If an NLB cluster is too
limited in functionality for you, you should investigate a true server
cluster. In a true server cluster, a group of machines have a single
identity and work in tandem to manage and, in the event of failure,
migrate applications away from problematic nodes and onto functional
nodes. The nodes of the cluster use a common, shared resource database
and log storage facility provided by a physical storage device that is
located on a hardware bus shared by all members of the cluster.
The
shared data facility does not support IDE disks, software RAID
(including Windows-based dynamic RAID), dynamic disks or volumes, the
EFS, mounted volumes and reparse points, or remote storage devices such
as tape backup drives. |
|
Three types of clusters
are supported by Windows Server 2003 in the Enterprise and Datacenter
editions of the product: single node clusters, which are useful in test
and laboratory environments to see if applications and resources
function in the manner intended but do not have any sort of
fault-tolerant functionality; single quorum device clusters, which are
the most common and most functional type of cluster used in production
because of their multiple nodes; and majority node set clusters, which
function as a cluster but without a shared physical storage device,
something required of the other two types.
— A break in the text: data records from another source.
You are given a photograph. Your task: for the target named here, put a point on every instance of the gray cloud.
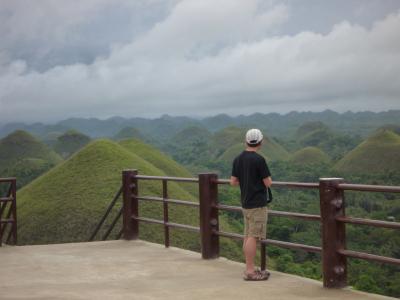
(201, 57)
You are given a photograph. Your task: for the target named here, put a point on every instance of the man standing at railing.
(250, 171)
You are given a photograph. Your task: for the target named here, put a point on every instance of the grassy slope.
(310, 155)
(270, 150)
(380, 152)
(21, 145)
(65, 204)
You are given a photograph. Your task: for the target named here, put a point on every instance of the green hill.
(379, 153)
(225, 138)
(271, 150)
(392, 127)
(129, 133)
(189, 146)
(65, 204)
(156, 157)
(310, 155)
(310, 127)
(25, 157)
(21, 145)
(70, 142)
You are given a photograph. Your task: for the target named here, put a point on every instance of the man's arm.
(234, 181)
(267, 181)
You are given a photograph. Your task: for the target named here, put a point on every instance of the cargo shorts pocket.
(259, 227)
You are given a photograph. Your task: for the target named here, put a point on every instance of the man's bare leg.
(250, 249)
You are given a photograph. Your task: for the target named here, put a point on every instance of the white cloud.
(210, 56)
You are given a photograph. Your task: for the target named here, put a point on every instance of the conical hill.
(159, 160)
(21, 145)
(310, 155)
(66, 203)
(271, 150)
(379, 153)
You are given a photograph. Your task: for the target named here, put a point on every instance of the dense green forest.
(54, 163)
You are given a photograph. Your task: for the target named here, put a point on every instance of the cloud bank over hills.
(147, 58)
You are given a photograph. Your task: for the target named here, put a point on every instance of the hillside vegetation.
(25, 157)
(65, 204)
(271, 150)
(70, 142)
(379, 153)
(310, 155)
(129, 133)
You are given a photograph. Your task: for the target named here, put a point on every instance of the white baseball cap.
(253, 136)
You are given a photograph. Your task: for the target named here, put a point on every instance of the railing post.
(14, 211)
(208, 194)
(165, 208)
(130, 205)
(334, 265)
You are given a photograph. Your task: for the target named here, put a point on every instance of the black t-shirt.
(251, 168)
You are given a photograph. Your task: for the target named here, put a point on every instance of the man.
(251, 173)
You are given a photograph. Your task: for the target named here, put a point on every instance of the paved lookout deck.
(141, 270)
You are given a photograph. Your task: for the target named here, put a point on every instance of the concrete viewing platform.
(142, 270)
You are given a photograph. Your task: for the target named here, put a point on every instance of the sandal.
(256, 276)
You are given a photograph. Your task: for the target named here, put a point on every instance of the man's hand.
(267, 181)
(234, 181)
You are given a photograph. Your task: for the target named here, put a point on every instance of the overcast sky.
(145, 58)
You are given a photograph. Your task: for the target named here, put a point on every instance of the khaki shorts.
(255, 222)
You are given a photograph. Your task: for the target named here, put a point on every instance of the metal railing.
(8, 212)
(332, 219)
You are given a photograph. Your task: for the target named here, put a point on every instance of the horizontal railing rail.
(332, 219)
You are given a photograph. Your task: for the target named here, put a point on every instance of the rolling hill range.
(25, 157)
(310, 155)
(129, 133)
(21, 145)
(271, 150)
(379, 153)
(70, 142)
(65, 204)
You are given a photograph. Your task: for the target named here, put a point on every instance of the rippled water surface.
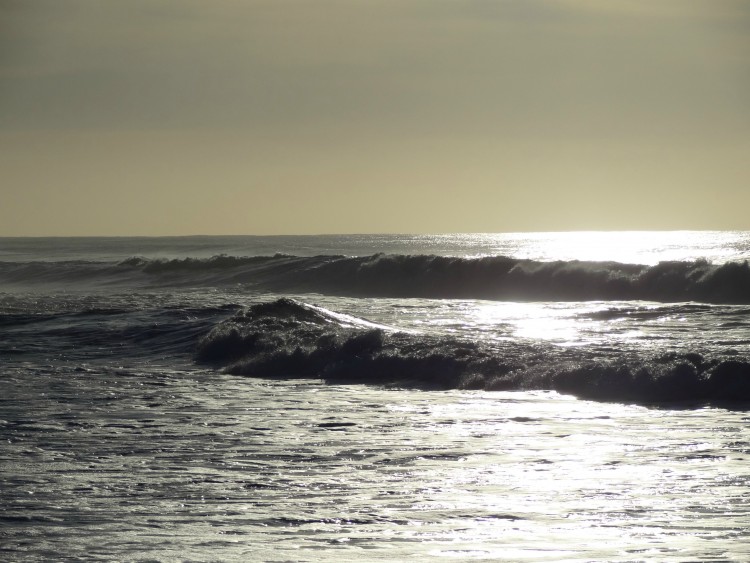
(125, 438)
(194, 465)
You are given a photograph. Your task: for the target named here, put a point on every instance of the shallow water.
(175, 465)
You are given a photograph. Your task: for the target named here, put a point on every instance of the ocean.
(494, 397)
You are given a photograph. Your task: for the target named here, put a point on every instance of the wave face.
(498, 278)
(288, 338)
(423, 276)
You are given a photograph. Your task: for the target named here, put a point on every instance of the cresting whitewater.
(130, 435)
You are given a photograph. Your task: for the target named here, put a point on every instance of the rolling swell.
(287, 338)
(421, 276)
(498, 278)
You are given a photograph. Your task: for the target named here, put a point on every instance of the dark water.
(410, 397)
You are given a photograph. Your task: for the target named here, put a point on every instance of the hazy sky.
(162, 117)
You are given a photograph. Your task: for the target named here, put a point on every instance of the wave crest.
(287, 338)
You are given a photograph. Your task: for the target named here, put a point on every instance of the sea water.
(517, 397)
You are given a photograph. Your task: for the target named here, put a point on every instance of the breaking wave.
(424, 276)
(288, 338)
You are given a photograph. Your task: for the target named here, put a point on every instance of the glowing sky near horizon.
(174, 117)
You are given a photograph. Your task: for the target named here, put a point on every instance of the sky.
(181, 117)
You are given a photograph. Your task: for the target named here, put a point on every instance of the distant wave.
(381, 275)
(288, 338)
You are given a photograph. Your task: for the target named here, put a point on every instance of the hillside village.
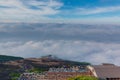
(102, 72)
(53, 68)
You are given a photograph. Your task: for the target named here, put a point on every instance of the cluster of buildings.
(103, 72)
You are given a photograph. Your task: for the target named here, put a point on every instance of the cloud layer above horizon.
(78, 42)
(100, 11)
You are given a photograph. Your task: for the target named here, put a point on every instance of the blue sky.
(76, 11)
(33, 28)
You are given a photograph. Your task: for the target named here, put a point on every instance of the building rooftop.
(107, 71)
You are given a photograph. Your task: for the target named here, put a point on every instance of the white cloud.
(74, 50)
(18, 10)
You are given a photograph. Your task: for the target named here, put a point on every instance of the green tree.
(83, 78)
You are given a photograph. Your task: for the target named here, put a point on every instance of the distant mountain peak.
(51, 57)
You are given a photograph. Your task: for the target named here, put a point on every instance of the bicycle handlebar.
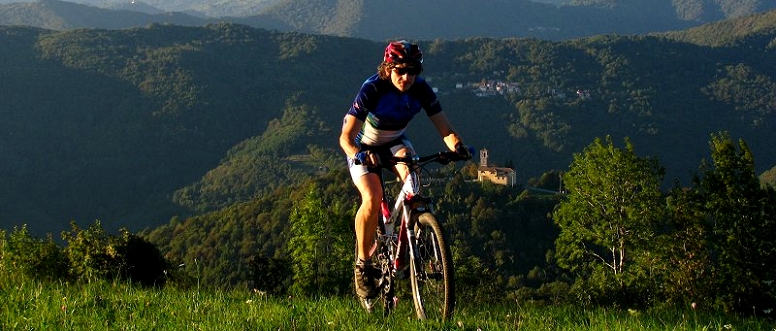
(439, 157)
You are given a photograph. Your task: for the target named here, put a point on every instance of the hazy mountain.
(375, 20)
(134, 126)
(59, 15)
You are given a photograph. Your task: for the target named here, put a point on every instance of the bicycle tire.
(433, 286)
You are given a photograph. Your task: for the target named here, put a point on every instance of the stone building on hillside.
(496, 175)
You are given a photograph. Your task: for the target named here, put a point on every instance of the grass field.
(32, 305)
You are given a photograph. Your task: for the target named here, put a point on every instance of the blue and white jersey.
(386, 111)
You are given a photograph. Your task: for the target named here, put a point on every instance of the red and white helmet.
(402, 51)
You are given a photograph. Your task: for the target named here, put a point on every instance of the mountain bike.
(418, 249)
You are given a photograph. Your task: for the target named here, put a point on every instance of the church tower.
(483, 157)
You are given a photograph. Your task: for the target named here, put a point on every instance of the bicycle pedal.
(402, 273)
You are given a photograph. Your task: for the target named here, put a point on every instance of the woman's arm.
(446, 130)
(350, 128)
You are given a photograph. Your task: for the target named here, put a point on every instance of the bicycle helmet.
(402, 51)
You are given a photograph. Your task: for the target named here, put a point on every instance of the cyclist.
(374, 126)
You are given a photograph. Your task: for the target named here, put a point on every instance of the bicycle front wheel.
(431, 271)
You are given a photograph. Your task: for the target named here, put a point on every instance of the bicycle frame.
(412, 212)
(400, 214)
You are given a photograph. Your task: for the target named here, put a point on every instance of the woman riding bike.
(375, 125)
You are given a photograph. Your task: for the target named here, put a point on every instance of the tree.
(321, 248)
(609, 219)
(743, 228)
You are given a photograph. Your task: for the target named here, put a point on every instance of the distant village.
(495, 87)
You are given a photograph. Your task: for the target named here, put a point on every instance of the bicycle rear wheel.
(431, 271)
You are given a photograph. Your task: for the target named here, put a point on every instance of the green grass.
(33, 305)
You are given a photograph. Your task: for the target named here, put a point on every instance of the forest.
(211, 148)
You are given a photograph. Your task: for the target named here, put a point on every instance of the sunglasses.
(413, 71)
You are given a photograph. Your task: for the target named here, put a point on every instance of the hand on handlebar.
(465, 152)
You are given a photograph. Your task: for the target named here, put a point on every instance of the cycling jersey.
(386, 111)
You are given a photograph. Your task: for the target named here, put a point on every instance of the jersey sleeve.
(365, 99)
(427, 97)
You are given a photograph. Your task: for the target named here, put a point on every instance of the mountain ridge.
(117, 124)
(419, 20)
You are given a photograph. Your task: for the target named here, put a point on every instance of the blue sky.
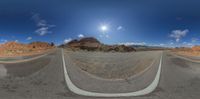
(150, 22)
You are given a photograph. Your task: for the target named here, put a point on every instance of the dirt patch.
(111, 66)
(180, 62)
(26, 68)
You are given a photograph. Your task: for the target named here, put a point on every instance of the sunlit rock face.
(92, 44)
(196, 48)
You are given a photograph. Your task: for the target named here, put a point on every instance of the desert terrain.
(15, 49)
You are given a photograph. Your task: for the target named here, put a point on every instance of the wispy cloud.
(178, 34)
(43, 26)
(29, 38)
(81, 36)
(67, 40)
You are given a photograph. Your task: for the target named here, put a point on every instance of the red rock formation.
(92, 44)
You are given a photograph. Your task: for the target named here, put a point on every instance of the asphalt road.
(179, 79)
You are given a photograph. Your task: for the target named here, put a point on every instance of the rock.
(92, 44)
(15, 48)
(196, 48)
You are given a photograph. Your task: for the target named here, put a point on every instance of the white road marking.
(79, 91)
(187, 59)
(24, 60)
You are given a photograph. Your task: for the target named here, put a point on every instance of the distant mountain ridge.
(15, 48)
(92, 44)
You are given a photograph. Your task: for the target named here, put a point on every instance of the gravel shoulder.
(108, 65)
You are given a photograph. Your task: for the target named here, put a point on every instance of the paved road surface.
(180, 79)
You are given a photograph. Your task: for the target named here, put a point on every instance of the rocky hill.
(18, 49)
(194, 51)
(92, 44)
(196, 48)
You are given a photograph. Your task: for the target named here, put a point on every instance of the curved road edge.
(79, 91)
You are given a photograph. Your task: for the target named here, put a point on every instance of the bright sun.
(104, 28)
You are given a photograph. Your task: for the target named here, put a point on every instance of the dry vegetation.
(10, 49)
(194, 51)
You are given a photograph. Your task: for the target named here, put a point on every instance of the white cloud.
(178, 34)
(29, 38)
(119, 28)
(81, 36)
(132, 43)
(43, 26)
(67, 40)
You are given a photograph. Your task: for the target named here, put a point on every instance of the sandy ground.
(188, 53)
(112, 65)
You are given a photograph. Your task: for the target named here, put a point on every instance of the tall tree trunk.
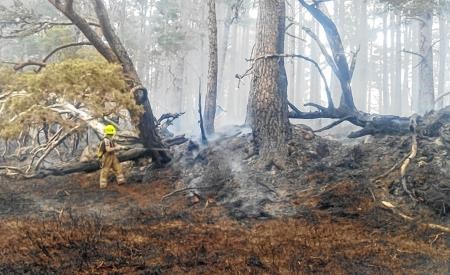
(115, 52)
(291, 49)
(396, 75)
(385, 67)
(360, 75)
(211, 93)
(224, 46)
(267, 104)
(406, 107)
(426, 78)
(443, 50)
(299, 97)
(415, 71)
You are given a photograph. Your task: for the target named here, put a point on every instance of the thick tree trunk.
(426, 78)
(385, 108)
(406, 107)
(211, 94)
(361, 71)
(396, 76)
(224, 46)
(115, 52)
(291, 49)
(267, 104)
(415, 71)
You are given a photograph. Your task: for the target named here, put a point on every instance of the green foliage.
(417, 7)
(95, 86)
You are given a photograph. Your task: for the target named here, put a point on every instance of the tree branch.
(322, 75)
(353, 64)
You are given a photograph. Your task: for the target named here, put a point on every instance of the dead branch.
(169, 116)
(392, 207)
(322, 75)
(20, 66)
(323, 49)
(353, 64)
(393, 168)
(295, 37)
(220, 183)
(175, 140)
(337, 122)
(90, 166)
(53, 146)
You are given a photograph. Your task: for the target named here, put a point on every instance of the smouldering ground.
(129, 230)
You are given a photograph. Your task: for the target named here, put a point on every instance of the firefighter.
(107, 153)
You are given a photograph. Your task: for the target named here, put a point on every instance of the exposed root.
(392, 207)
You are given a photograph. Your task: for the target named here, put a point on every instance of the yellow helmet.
(109, 130)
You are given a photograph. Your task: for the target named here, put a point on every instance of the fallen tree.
(371, 124)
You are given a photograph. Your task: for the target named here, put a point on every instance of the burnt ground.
(322, 214)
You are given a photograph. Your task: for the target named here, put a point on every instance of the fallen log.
(92, 165)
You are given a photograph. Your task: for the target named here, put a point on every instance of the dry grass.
(205, 241)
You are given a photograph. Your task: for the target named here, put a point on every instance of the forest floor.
(323, 213)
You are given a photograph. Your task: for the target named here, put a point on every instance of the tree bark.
(443, 50)
(115, 52)
(385, 108)
(426, 78)
(268, 109)
(360, 75)
(211, 93)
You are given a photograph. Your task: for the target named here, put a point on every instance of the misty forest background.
(168, 42)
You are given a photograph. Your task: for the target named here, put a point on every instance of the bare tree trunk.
(299, 97)
(426, 78)
(415, 70)
(385, 68)
(211, 94)
(406, 107)
(115, 52)
(443, 50)
(291, 49)
(396, 65)
(224, 46)
(268, 96)
(360, 75)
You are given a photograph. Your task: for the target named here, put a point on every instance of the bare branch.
(353, 64)
(29, 63)
(64, 47)
(323, 49)
(440, 97)
(327, 88)
(337, 122)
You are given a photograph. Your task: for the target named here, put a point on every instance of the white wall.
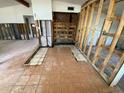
(118, 76)
(14, 14)
(60, 6)
(42, 9)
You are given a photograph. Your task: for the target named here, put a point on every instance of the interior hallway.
(59, 73)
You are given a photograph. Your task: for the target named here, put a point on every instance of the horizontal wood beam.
(25, 3)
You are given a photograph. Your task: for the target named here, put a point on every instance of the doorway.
(64, 27)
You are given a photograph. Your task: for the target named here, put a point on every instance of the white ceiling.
(79, 2)
(5, 3)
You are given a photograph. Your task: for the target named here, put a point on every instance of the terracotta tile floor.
(59, 73)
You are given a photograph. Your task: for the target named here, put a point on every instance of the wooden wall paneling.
(89, 25)
(117, 67)
(106, 28)
(96, 24)
(114, 42)
(85, 26)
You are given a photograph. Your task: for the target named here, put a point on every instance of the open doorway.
(64, 27)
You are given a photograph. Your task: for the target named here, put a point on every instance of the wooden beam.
(114, 42)
(81, 25)
(25, 3)
(85, 26)
(111, 34)
(89, 26)
(119, 64)
(96, 24)
(88, 3)
(106, 28)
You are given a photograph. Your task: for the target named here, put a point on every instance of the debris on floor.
(39, 57)
(76, 53)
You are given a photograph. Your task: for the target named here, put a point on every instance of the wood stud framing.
(106, 29)
(16, 31)
(89, 25)
(96, 24)
(85, 27)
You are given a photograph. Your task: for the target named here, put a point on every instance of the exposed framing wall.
(85, 26)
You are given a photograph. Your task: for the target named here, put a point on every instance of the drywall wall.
(14, 14)
(61, 6)
(42, 9)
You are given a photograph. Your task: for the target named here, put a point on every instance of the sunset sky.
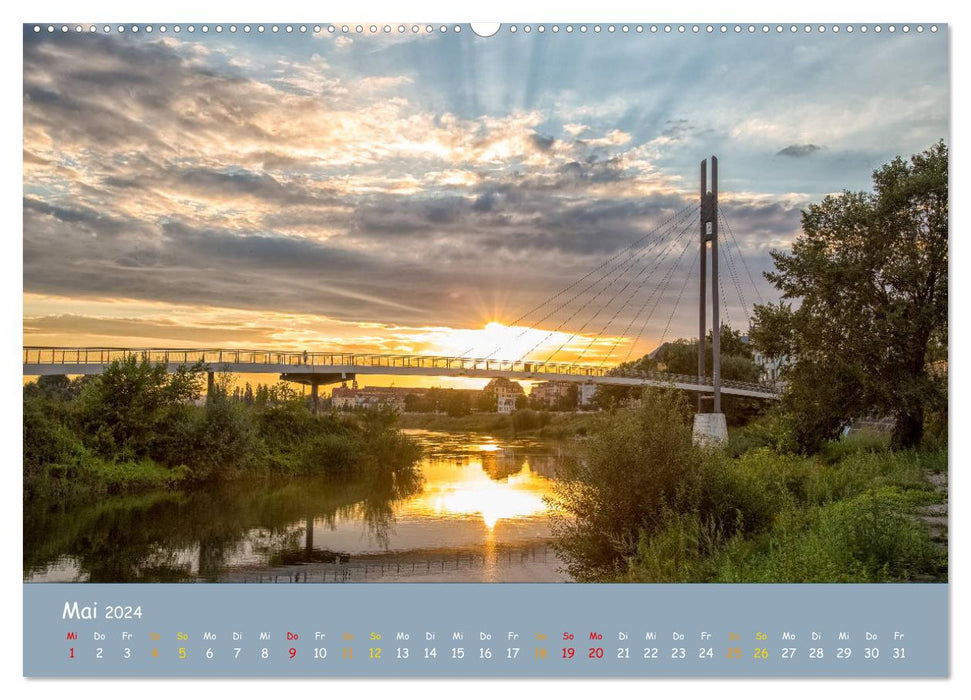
(398, 192)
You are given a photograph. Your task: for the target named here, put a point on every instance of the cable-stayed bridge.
(329, 368)
(600, 309)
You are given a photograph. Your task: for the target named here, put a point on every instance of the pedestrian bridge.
(318, 368)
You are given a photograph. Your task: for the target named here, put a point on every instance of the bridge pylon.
(709, 428)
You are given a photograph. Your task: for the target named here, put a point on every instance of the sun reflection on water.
(468, 490)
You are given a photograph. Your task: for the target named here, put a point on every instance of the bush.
(774, 430)
(635, 463)
(868, 538)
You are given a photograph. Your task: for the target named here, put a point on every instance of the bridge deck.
(53, 360)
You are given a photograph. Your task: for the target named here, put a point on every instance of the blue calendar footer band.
(381, 630)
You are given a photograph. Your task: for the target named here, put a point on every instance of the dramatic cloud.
(179, 189)
(799, 151)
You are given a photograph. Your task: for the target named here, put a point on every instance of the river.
(474, 511)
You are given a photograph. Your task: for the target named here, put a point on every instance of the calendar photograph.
(454, 304)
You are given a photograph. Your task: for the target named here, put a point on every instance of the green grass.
(848, 514)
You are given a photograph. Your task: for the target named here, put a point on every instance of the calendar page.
(540, 349)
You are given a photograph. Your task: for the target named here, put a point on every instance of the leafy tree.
(870, 273)
(634, 464)
(131, 403)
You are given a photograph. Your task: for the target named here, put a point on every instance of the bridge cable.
(673, 246)
(736, 282)
(647, 319)
(594, 298)
(621, 268)
(677, 303)
(657, 263)
(724, 298)
(640, 242)
(738, 247)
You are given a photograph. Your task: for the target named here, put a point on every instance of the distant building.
(345, 399)
(585, 397)
(549, 393)
(770, 368)
(507, 393)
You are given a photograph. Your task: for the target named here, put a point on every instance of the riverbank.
(135, 427)
(523, 423)
(642, 503)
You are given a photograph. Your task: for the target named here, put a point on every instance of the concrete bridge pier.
(314, 380)
(710, 429)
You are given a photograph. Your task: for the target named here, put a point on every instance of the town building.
(548, 394)
(507, 393)
(351, 399)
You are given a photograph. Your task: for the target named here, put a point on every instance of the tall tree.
(867, 278)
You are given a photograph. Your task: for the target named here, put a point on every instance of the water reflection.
(471, 500)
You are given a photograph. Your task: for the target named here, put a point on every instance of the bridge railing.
(217, 357)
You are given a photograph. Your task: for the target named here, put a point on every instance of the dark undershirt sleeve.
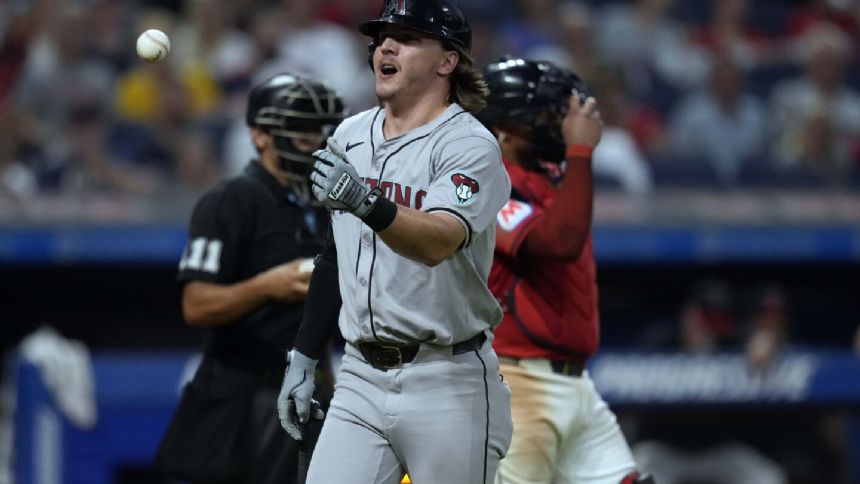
(322, 307)
(564, 229)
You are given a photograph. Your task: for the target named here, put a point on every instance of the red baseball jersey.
(550, 306)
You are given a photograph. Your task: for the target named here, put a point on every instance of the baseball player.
(544, 276)
(243, 281)
(414, 187)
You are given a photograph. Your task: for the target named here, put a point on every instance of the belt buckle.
(396, 350)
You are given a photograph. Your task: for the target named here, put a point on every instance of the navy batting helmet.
(291, 106)
(530, 98)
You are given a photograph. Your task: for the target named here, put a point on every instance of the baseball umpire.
(243, 280)
(544, 274)
(414, 187)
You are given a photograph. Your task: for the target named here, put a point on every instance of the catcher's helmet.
(292, 106)
(530, 98)
(441, 18)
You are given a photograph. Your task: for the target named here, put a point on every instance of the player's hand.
(287, 282)
(336, 184)
(295, 403)
(582, 125)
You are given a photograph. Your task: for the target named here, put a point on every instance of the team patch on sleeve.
(464, 187)
(512, 214)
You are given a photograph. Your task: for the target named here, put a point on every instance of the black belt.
(567, 368)
(384, 357)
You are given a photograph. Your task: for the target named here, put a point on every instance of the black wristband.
(381, 214)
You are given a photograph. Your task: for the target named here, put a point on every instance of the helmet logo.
(394, 7)
(464, 187)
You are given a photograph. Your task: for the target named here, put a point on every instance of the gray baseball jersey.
(452, 165)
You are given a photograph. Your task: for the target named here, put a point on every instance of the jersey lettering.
(512, 214)
(202, 255)
(400, 194)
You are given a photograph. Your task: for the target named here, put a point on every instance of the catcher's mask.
(531, 98)
(300, 113)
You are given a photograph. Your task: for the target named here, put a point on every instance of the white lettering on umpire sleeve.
(197, 250)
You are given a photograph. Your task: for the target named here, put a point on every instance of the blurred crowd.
(715, 94)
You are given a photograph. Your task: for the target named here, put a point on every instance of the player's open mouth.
(387, 70)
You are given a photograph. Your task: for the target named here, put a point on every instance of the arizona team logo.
(396, 7)
(465, 187)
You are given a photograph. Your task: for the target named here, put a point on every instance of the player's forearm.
(319, 320)
(208, 305)
(564, 231)
(429, 238)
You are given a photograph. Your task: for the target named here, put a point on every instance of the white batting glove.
(295, 402)
(336, 184)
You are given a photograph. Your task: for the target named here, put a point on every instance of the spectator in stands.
(618, 158)
(813, 13)
(817, 116)
(209, 40)
(728, 33)
(57, 79)
(644, 40)
(574, 46)
(721, 127)
(768, 327)
(533, 29)
(332, 59)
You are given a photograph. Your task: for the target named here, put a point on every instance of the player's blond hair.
(468, 88)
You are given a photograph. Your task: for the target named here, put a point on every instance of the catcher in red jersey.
(544, 274)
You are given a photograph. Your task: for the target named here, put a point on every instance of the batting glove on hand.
(295, 405)
(336, 184)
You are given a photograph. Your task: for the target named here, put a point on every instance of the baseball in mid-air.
(153, 46)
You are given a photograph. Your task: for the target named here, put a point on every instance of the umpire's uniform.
(226, 428)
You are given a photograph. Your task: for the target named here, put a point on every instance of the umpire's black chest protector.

Majority node set clusters
are useful if you do not have a SCSI-based SAN or if the members of a
cluster are spread out over several different sites, making a shared
storage bus unfeasible. The Enterprise Edition supports up to four
cluster nodes; the Datacenter Edition supports up to eight.
Clusters manage failure
using failover and failback policies (that is, unless you are using a
single node cluster). Failover policies dictate the behavior of cluster
resources
when a failure occurs—which nodes
the failed resources can migrate to, the timing of a failover after the
failure, and other properties. A failback policy specifies what will
happen when the failed node comes back online again. How quickly should
the migrated resources and applications be returned to the original
node? Should the migrated objects stay at their new home? Should the
repaired node be ignored? You can specify all of this behavior through
policies.
1. Cluster Terminology
A few specific terms have special meanings when used in the context of clustering. They include the following:
Networks Networks, also called interconnects, are the ways in which clusters
communicate with other members (nodes) of the cluster and the public
network. The network is the most common point of failure in cluster
nodes; always make network cards redundant in a true server cluster.
Nodes Nodes are the
actual members of the cluster. The clustering service supports only
member nodes running Windows Server 2003 Enterprise Edition or
Datacenter Edition. Other requirements include the TCP/IP protocol,
connection to a shared storage device, and at least one interconnect to
other nodes.
Resources Resources are
simply anything that can be managed by the cluster service and that the
cluster can use to provide a service to clients. Resources can be
logical or physical and can represent real devices, network services, or
file system objects. A special type of physical disk resource called
the quorum disk
provides a place for the cluster service to store recovery logs and its
own database. I'll provide a list of some resources in the next
section.
Groups Resources can be collected into resource groups
, which are simply units by which failover and failback policy can be
specified. A group's resources all fail over and fail back according to a
policy applied to the group, and all the resources move to other nodes
together upon a failure.
Quorum A quorum is
the shared storage facility that keeps the cluster resource database and
logs. As noted earlier in this section, this needs to be a SCSI-based
real drive with no special software features.
2. Types of Resources
A variety of resources are
supported out of the box by the clustering service in Windows Server
2003. They include the following:
DHCP This type of
resource manages the DHCP service, which can be used in a cluster to
assure availability to client computers. The DHCP database must reside
on the shared cluster storage device, otherwise known as the quorum
disk.
File Share Shares on servers can be made redundant and fault-tolerant aside from using the Dfs service
by using the File Share resource inside a cluster. You can put shared
files and folders into a cluster as a standard file share with only one
level of folder visibility, as a shared subfolder system with the root
folder and all immediate subfolders shared with distinct names, or as a
standalone Dfs root.
Fault-tolerant Dfs roots cannot be placed within a cluster. |
|
Generic Application Applications that
are not cluster-aware (meaning they don't have their own fault tolerance
features that can hook into the cluster service) can be managed within a
cluster using the Generic Application resource. Applications managed in
this way must be able store any data they create in a custom location,
use TCP/IP to connect clients, and be able to receive clients attempting
to reconnect in the event of a failure. You can install a
cluster-unaware application onto the shared cluster storage device; that
way, you need to install the program only once and then the entire
cluster can use it.
Generic Script This resource type is
used to manage operating system scripts. You can cluster login scripts
and account provisioning scripts, for example, if you regularly use
those functions and need their continued availability even in the event
of a machine failure. Hotmail's account provisioning functions, for
instance, are a good fit for this feature, so users can sign up for the
service at all hours of the day.
Generic Service You can manage
Windows Server 2003 core services, if you require them to be highly
available, using the Generic Service resource type. Only the bundled
services are supported.
IP Address The IP Address resource manages a static, dedicated IP address assigned to a cluster.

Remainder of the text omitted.